Ugo Stille seems not to have known: Alexander Stille had a series of conversations with his mother during her final illness (she died in 1993). “I found out [about ST] because she told me, she talked about it. She was a pretty direct kind of person and the relationship mattered to her. She had none other like this one.” Of his father: “I never talked to him about the [ST] relationship. He was not the kind of man who would discuss personal issues.”

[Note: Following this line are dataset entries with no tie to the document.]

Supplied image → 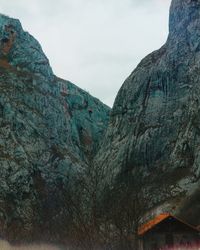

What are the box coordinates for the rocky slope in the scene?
[0,15,110,241]
[96,0,200,225]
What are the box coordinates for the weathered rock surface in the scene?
[96,0,200,225]
[0,15,110,241]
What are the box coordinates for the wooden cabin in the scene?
[138,213,200,250]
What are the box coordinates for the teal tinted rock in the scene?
[0,15,110,241]
[96,0,200,225]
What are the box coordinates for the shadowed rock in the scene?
[96,0,200,224]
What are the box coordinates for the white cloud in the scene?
[0,0,170,105]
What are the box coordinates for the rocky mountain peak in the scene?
[96,0,200,229]
[0,14,53,80]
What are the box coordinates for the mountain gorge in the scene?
[96,0,200,228]
[0,15,110,244]
[0,0,200,250]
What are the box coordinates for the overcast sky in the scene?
[0,0,170,106]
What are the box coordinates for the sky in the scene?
[0,0,170,107]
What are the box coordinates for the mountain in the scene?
[95,0,200,225]
[0,15,110,242]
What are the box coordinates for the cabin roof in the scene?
[138,213,200,236]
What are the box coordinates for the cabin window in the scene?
[1,37,9,43]
[165,233,174,246]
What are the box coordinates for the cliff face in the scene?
[0,15,110,240]
[96,0,200,224]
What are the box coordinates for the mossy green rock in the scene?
[0,15,110,241]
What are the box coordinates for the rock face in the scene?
[96,0,200,225]
[0,15,110,241]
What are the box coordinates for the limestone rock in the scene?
[0,15,110,241]
[96,0,200,224]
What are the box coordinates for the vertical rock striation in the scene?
[0,15,110,241]
[96,0,200,224]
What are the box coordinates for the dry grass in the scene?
[0,241,60,250]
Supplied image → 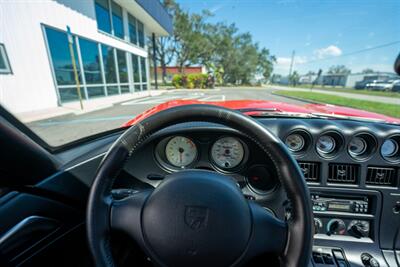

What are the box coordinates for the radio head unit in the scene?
[311,194,370,214]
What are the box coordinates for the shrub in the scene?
[172,73,211,89]
[172,74,183,88]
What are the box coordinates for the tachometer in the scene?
[211,137,244,169]
[165,136,197,168]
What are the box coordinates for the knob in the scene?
[326,219,346,235]
[361,253,380,267]
[314,218,323,234]
[347,220,369,238]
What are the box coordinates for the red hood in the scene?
[123,100,400,126]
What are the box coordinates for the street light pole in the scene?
[67,26,83,110]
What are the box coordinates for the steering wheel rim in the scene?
[86,105,313,267]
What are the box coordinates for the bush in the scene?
[172,73,211,89]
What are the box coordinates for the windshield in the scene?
[0,0,400,147]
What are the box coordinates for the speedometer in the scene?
[165,136,197,168]
[211,137,244,169]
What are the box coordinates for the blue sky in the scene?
[177,0,400,74]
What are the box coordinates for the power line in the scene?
[304,41,400,64]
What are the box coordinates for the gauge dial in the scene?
[285,134,305,152]
[381,139,399,157]
[349,136,367,156]
[211,137,244,169]
[317,135,336,154]
[165,136,197,168]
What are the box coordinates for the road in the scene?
[28,88,304,146]
[268,86,400,105]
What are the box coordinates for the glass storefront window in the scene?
[87,86,105,98]
[131,54,140,83]
[140,57,147,83]
[117,49,128,83]
[111,2,124,39]
[79,38,103,84]
[101,44,117,83]
[46,28,80,85]
[128,14,138,44]
[137,21,145,47]
[95,0,111,34]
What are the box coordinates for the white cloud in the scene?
[314,45,342,58]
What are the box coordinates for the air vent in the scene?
[365,167,397,186]
[299,162,319,182]
[328,164,358,184]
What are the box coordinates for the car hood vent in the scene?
[299,162,320,182]
[365,167,397,186]
[328,163,359,184]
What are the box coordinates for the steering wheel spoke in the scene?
[110,189,153,243]
[244,202,288,261]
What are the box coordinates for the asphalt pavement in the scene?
[28,88,304,146]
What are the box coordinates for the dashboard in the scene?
[115,118,400,266]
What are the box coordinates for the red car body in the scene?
[123,100,400,127]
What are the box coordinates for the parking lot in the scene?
[28,88,303,146]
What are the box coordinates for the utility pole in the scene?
[289,50,296,77]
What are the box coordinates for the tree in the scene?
[148,0,180,84]
[328,65,351,74]
[361,68,375,74]
[289,71,300,86]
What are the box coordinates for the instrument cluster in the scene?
[154,134,278,196]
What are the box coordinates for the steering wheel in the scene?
[86,105,313,267]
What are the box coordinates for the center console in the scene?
[310,187,387,267]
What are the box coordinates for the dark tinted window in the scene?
[117,50,128,83]
[132,54,140,83]
[46,28,79,85]
[137,21,144,47]
[79,39,103,84]
[140,57,147,83]
[95,0,111,33]
[128,15,138,44]
[101,45,117,83]
[111,2,124,38]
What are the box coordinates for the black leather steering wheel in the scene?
[87,105,313,267]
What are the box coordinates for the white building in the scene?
[0,0,172,112]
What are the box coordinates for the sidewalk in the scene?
[16,90,167,123]
[268,85,400,105]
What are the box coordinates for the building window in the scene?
[46,28,80,85]
[140,57,147,83]
[132,54,140,83]
[0,44,12,74]
[43,27,147,103]
[79,38,103,84]
[101,44,117,83]
[137,20,145,47]
[128,14,138,44]
[111,2,124,39]
[95,0,111,34]
[117,50,128,83]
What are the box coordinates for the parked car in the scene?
[365,80,395,91]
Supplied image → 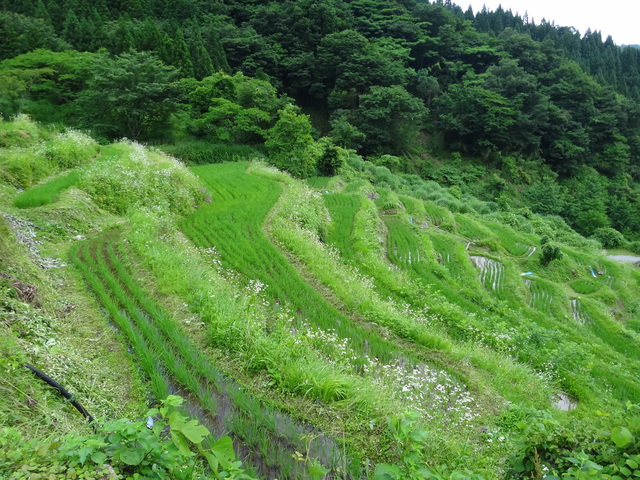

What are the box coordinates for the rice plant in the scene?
[469,255,505,294]
[183,163,398,362]
[524,278,554,312]
[72,234,350,478]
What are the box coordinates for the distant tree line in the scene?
[0,0,640,237]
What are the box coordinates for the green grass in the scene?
[13,170,80,208]
[183,163,398,361]
[324,193,360,260]
[72,231,350,478]
[571,278,600,295]
[524,278,557,313]
[158,140,262,165]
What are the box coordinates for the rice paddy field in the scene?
[0,119,640,480]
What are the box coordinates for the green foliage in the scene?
[373,415,484,480]
[511,402,640,479]
[79,142,205,214]
[0,49,95,125]
[350,86,427,155]
[540,237,564,267]
[0,126,99,188]
[159,140,261,165]
[78,51,178,139]
[571,279,600,295]
[13,170,80,208]
[593,227,625,248]
[265,105,318,178]
[0,396,252,480]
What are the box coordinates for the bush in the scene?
[592,227,626,248]
[80,141,205,215]
[160,141,262,165]
[44,129,100,170]
[540,237,564,267]
[0,115,46,148]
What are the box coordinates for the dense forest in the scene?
[0,0,640,480]
[0,0,640,244]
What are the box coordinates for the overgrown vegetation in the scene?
[0,0,640,480]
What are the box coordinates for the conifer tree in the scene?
[111,15,135,54]
[171,27,193,78]
[62,10,81,47]
[189,20,214,80]
[34,0,53,25]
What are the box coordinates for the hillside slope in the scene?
[0,117,640,479]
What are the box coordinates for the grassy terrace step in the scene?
[72,235,352,478]
[183,163,406,363]
[318,178,640,401]
[382,215,481,312]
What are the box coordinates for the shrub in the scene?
[540,237,564,267]
[593,227,625,248]
[80,141,205,214]
[44,129,100,170]
[160,141,262,165]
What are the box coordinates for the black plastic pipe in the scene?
[24,363,94,423]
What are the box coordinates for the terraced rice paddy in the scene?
[524,278,553,312]
[569,298,589,325]
[324,193,360,260]
[469,255,505,294]
[72,232,350,479]
[183,163,406,365]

Apparently they did not end the affair: Throughout my interviews and conversations with HS, she made it clear that her lack of forgiveness was for this single incident and that she and Ruth Nivola remained friends for the rest of their lives.
“She calls out to me”: ST, spiral notebook that begins April 29, 1984, YCAL, Box 95.
“for some time I’ve been”: ST to AB, January 8, 1960, SSF.
“I haven’t written you”: ST to AB, August 7, 1960, SSF.
“kicked him out”: HS, interviews and conversations, 2008.